Member of the Maryland House of Delegates from the 12th and 11th district
- In office January 1979 – January 1987

Personal details
- Born: December 30, 1940 Washington, D.C., U.S.
- Died: March 25, 2026 (aged 85) Florida, U.S.
- Party: Democratic
- Spouse: Paul
- Children: 3
- Occupation: Politician; nurse; educator;

= Paula Hollinger =

American politician (1940–2026)

Paula C. Hollinger (December 30, 1940 – March 25, 2026) was an American politician who was a member of the Maryland Senate representing the 11th district from 1987 to 2007. A member of the Democratic Party, she represented the 11th and 12th districts in the Maryland House of Delegates from 1979 to 1987.

==Life and career==
Hollinger served as the associate director for health workforce in the Maryland Department of Health and Mental Hygiene, retiring in 2015. Until 2007, she served in the Maryland State Senate as a Senate Committee Chair, and was a candidate for Maryland's third congressional district in 2006. The seat was being vacated by Ben Cardin, who was seeking the Democratic nomination for the United States Senate seat being vacated by Senator Paul Sarbanes. She came in third place in a field of eight other Democrats, garnering 21.3% of the vote.

She was in the General Assembly for 28 years. She was elected as a delegate in 1979, and became a state senator in 1986.

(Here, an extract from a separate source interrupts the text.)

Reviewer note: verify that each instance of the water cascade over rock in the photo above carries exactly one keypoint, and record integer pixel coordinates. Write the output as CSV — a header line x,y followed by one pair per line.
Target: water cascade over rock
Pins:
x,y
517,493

Hollinger chaired the Senate Education, Health, and Environmental Affairs Committee in the Maryland General Assembly, serving as the only woman to chair one of the four standing senate committees.

She worked as a nurse, teacher and lecturer. Hollinger was a delegate for then Georgia Governor Jimmy Carter at the 1976 Democratic Convention, she also attended the 2000 Democratic Convention as a delegate for former Vice President Al Gore.

Hollinger married her husband, Paul, in 1962. The couple had three children and seven grandchildren. She died at her home in Florida on March 25, 2026, from leukemia. Hollinger was 85. She was Jewish.